Inclusion and exclusion criteria

Studies which tally with the following criteria are eligible to be included: (I) enrolled at least 10 adult patients with NSCLC, (II) patients were treated with ICIs previously and discontinued the treatment because of progression, irAEs or completion of a fixed course, (III) patients were retreated with ICIs after a period of break, (IV) the stage of NSCLC was not limited to stage III and IV. Exclusion criteria included: (I) animal trials, (II) case report, editorials, abstract of conference without detailed data and ongoing clinical trials without published data, (III) no detailed information of clinical outcomes of prior treatment and retreatment, (IV) patients concurrently retreated with ICIs and other treatment. Two independent researchers reviewed all potentially eligible articles filtered by above criteria in order to solve discrepancy and a third researcher could be consulted with when necessary.

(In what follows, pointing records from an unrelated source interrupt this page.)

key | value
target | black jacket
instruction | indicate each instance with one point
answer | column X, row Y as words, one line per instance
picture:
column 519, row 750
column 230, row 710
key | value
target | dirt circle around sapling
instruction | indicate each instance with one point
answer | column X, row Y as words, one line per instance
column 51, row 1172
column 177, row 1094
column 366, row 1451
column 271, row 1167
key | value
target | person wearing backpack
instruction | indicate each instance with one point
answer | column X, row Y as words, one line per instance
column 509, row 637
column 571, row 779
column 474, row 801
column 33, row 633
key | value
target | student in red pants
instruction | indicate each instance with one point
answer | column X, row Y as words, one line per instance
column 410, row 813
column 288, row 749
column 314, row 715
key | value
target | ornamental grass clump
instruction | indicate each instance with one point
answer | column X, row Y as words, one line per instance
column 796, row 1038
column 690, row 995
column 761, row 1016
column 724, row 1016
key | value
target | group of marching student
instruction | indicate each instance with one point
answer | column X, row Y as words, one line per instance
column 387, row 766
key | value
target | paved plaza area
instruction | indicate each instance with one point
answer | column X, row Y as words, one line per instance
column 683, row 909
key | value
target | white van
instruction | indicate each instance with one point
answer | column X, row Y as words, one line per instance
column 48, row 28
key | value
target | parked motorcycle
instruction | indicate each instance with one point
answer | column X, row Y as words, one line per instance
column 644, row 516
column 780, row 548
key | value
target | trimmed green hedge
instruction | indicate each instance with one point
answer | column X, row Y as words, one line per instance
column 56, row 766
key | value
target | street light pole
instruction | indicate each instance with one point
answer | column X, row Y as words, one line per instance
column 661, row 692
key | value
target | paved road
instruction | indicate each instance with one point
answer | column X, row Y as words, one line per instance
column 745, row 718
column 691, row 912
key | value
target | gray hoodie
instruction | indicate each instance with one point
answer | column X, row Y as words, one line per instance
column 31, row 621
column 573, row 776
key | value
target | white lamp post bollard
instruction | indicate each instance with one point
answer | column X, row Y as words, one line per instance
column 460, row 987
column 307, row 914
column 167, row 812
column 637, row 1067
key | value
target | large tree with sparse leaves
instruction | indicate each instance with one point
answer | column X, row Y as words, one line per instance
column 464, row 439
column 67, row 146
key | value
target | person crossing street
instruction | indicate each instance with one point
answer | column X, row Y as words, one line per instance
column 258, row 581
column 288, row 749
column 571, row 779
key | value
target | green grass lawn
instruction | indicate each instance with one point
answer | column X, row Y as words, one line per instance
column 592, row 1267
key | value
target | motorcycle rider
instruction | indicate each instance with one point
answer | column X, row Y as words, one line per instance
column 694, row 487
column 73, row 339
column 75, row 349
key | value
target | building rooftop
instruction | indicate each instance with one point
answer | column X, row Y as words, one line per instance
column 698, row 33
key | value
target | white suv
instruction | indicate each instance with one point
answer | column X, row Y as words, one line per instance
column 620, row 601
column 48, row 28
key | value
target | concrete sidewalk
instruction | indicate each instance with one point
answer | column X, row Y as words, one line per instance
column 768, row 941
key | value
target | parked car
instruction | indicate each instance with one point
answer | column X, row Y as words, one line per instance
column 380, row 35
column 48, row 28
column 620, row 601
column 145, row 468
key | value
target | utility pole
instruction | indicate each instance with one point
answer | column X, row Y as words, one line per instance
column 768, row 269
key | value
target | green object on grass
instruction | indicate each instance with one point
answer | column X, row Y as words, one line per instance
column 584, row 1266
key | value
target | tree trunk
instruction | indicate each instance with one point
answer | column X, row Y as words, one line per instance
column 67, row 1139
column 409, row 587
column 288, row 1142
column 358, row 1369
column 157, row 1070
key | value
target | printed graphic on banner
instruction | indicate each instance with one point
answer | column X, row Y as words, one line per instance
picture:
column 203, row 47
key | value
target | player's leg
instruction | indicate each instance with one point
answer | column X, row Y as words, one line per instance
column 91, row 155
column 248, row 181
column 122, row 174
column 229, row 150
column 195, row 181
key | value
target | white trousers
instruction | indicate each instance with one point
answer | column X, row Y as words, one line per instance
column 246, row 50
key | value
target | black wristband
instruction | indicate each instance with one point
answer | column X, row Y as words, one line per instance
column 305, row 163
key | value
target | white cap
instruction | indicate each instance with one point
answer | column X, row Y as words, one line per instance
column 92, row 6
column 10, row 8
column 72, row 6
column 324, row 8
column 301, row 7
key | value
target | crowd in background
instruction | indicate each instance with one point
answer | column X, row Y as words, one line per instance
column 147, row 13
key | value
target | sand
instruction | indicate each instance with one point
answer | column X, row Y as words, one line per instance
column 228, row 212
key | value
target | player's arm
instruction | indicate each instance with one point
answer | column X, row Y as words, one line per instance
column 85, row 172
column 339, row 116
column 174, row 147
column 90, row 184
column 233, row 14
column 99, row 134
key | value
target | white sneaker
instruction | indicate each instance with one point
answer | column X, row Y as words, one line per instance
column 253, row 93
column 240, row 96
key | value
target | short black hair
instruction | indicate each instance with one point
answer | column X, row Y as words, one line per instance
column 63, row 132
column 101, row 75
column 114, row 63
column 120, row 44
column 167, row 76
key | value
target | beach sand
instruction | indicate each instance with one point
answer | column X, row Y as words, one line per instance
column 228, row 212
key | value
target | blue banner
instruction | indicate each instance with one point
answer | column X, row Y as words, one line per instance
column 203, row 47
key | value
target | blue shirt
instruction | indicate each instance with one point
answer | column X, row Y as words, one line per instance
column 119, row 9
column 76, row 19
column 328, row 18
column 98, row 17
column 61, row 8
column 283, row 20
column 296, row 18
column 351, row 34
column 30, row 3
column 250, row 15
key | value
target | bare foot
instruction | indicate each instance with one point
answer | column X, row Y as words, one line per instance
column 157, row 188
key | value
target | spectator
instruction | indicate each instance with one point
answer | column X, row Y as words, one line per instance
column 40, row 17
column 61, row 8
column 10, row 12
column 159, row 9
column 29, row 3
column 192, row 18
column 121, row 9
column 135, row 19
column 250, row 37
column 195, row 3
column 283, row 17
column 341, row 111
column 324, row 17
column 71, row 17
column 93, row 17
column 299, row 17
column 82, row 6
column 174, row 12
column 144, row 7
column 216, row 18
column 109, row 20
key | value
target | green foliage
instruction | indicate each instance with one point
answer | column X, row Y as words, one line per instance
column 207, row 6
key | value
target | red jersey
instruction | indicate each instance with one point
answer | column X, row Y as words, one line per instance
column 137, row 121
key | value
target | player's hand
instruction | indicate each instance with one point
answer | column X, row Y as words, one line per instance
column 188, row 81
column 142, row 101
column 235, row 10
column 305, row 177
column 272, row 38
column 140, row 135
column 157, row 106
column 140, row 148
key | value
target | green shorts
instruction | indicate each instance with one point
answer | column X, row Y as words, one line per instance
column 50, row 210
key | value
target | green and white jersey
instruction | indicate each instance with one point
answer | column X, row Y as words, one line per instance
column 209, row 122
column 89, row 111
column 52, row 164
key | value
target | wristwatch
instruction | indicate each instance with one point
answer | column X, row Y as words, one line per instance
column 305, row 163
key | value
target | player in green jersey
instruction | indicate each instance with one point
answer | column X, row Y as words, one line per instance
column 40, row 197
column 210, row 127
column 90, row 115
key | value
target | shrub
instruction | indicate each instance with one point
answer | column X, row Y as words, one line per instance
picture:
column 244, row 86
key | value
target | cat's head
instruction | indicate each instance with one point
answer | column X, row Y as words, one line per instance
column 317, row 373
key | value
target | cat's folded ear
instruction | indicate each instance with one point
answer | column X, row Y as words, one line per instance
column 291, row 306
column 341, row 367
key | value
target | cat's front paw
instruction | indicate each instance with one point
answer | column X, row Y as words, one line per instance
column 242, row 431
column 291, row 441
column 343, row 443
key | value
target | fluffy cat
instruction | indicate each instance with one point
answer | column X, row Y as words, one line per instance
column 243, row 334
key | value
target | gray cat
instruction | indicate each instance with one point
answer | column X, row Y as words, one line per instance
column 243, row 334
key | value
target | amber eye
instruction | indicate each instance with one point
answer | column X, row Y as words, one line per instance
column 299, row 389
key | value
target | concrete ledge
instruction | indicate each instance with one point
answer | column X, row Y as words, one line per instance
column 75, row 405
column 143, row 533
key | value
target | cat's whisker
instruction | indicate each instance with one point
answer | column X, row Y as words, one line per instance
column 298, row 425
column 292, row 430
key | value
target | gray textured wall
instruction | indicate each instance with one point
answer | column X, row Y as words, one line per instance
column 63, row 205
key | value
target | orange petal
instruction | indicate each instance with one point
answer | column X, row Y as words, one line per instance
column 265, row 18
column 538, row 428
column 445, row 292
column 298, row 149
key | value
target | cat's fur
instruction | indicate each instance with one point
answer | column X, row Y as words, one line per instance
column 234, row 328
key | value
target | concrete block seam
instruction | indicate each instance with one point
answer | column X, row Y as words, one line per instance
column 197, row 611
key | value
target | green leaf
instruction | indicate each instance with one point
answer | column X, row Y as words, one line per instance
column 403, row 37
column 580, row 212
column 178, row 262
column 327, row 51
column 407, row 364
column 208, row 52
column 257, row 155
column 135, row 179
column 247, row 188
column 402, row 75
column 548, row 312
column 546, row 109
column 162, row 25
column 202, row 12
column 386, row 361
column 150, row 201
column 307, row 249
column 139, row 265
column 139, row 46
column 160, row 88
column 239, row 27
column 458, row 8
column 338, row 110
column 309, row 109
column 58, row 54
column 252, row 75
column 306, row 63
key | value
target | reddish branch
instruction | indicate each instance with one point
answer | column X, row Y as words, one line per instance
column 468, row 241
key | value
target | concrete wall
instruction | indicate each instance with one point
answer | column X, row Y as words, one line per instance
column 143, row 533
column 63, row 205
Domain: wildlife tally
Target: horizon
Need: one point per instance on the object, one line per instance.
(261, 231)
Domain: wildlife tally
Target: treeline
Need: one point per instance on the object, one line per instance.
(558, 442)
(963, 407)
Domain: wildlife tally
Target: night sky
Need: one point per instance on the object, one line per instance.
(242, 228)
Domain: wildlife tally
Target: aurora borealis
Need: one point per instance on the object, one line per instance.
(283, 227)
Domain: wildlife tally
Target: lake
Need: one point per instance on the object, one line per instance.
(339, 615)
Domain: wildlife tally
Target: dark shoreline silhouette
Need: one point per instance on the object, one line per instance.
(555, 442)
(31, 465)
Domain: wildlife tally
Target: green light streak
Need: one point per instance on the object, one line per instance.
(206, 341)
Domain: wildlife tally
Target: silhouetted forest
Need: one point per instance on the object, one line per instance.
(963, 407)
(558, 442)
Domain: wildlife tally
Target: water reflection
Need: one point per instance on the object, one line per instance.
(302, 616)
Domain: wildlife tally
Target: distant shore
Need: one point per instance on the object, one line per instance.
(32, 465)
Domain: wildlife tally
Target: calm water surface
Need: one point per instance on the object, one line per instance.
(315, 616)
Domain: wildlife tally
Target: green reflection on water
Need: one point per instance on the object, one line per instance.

Data extraction and endpoints

Two researchers checked the full text of all eligible studies and extracted data from them independently. Discrepancies arising from the selection of eligible studies and extraction of data were resolved by reaching a consensus with the third researcher. Detailed study characteristics extracted from these studies included author, publication year, study design, enrollment, type of initial immunotherapy and ICIs retreatment, reason for discontinuation of prior treatment, incidence of initial and retreated irAEs, as well as ORR and disease control rate (DCR) of initial treatment and retreatment. The severity of irAEs was divided into grade 1 to 5 according to the Common Terminology Criteria for Adverse Events (CTCAE). Grade ≥3 was defined as high-grade irAEs. ORR refers to the rate of patients who showed a complete or partial response, while DCR implies the rate of patients who had a complete or partial response or stable disease. Methodological quality of all involved studies was assessed according to the Newcastle-Ottawa Scale (NOS) criteria for observational and retrospective studies, which ranging from 0 (poor quality) to 9 (optimal quality).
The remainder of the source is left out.